Afghanistan: UNICEF’s bird flu public information campaign gains pace
Cases of the deadly H5N1 strain have been detected in Kapisa, Kabul, Logar and Nangahar, UN spokesman Adrian Edwards told a press briefing in Kabul.
The Government has identified 20 priority provinces for immediate community-based communication activities, including seven – Kabul, Kapisa, Parwan, Wardak, Logar, Nangarhar and Laghman – considered highest risk. Those will receive a full range of interpersonal communication materials this week, including flip charts, posters and leaflets, according to Mr. Edwards.
“The interpersonal communication approach is considered vital to ensuring that the preventative messages on avian influenza are fully understood,” he said.
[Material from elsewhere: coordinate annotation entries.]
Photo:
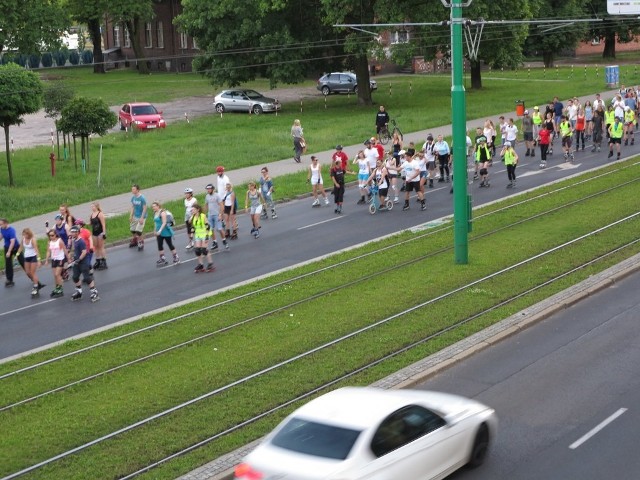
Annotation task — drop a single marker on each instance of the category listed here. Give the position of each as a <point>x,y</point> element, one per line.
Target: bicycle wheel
<point>384,136</point>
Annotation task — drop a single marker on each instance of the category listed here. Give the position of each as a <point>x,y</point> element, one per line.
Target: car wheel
<point>480,447</point>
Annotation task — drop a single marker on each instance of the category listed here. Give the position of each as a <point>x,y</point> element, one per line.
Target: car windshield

National television and radio are continuing regular information broadcasts, Mr. Edwards added. “In the coming weeks, the next phase of the communication strategy will get under way, reaching the remaining 14 provinces, involving private sector media, and looking at more vehicles for community outreach,” he said.
Globally, more than 200 million domestic birds have died from the virus or through culling in the current outbreak that began over two years ago. There have been 192 human cases, 109 of them fatal, ascribed to contact with infected birds, but experts fear H5N1 could mutate, gaining the ability to pass from person to person and in a worst case scenario unleashing a deadly human pandemic.